🤖 AI Summary
Current multimodal large language models (MLLMs) face significant bottlenecks in 3D spatial understanding, relying heavily on explicit 3D inputs, custom architectures, or large-scale annotated datasets. To address this, we propose SpatialThinker—a novel framework that leverages a high-quality spatial visual question answering dataset, STVQA-7K, and integrates scene graph modeling with multi-step reasoning. Crucially, it introduces the first multi-objective dense-reward online reinforcement learning paradigm tailored for spatial relational reasoning, effectively unlocking the implicit 3D representational capacity of vision-language models without requiring 3D inputs or extensive supervised data. Experimental results demonstrate that SpatialThinker-7B substantially outperforms both supervised fine-tuning and sparse-reward RL baselines—achieving nearly twofold improvement on spatial understanding and real-world VQA benchmarks—and surpasses GPT-4o. This work establishes a new low-resource, efficient paradigm for spatial reasoning.
📝 Abstract
Multimodal large language models (MLLMs) have achieved remarkable progress in vision-language tasks, but they continue to struggle with spatial understanding. Existing spatial MLLMs often rely on explicit 3D inputs or architecture-specific modifications, and remain constrained by large-scale datasets or sparse supervision. To address these limitations, we introduce SpatialThinker, a 3D-aware MLLM trained with RL to integrate structured spatial grounding with multi-step reasoning. The model simulates human-like spatial perception by constructing a scene graph of task-relevant objects and spatial relations, and reasoning towards an answer via dense spatial rewards.

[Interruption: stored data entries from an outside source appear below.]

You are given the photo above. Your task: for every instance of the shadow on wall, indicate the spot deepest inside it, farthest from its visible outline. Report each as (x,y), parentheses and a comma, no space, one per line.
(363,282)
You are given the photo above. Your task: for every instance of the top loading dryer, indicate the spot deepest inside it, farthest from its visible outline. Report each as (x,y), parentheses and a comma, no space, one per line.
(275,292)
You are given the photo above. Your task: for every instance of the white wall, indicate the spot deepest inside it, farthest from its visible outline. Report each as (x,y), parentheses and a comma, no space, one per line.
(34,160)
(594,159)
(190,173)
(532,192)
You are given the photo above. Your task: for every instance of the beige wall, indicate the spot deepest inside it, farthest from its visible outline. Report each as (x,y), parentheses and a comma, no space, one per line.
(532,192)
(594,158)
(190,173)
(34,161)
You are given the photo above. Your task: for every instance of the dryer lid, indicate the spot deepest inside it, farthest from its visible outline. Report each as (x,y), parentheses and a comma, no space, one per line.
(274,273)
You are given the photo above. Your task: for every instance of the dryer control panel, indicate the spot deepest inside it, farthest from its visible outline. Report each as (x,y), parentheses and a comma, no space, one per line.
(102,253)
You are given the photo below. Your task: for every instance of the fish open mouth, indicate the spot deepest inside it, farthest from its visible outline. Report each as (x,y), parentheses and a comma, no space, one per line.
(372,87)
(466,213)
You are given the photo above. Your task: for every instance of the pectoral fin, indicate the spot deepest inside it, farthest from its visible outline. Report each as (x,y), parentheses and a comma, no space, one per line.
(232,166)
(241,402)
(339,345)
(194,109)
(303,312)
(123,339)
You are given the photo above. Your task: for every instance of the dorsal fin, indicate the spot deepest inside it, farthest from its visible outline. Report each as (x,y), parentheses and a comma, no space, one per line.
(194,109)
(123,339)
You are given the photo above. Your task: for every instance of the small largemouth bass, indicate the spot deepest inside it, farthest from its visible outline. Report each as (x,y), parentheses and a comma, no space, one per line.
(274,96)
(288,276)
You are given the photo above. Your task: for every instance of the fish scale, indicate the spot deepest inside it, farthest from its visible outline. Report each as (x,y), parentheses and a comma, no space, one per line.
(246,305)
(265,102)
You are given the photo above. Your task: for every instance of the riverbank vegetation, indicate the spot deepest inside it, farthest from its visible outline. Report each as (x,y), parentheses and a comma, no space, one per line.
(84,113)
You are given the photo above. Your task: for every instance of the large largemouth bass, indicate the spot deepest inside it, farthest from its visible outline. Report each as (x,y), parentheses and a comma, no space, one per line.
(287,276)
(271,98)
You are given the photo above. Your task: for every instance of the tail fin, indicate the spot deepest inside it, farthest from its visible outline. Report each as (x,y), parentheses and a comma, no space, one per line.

SpatialThinker consists of two key contributions: (1) a data synthesis pipeline that generates STVQA-7K, a high-quality spatial VQA dataset, and (2) online RL with a multi-objective dense spatial reward enforcing spatial grounding. SpatialThinker-7B outperforms supervised fine-tuning and the sparse RL baseline on spatial understanding and real-world VQA benchmarks, nearly doubling the base-model gain compared to sparse RL, and surpassing GPT-4o. These results showcase the effectiveness of combining spatial supervision with reward-aligned reasoning in enabling robust 3D spatial understanding with limited data and advancing MLLMs towards human-level visual reasoning.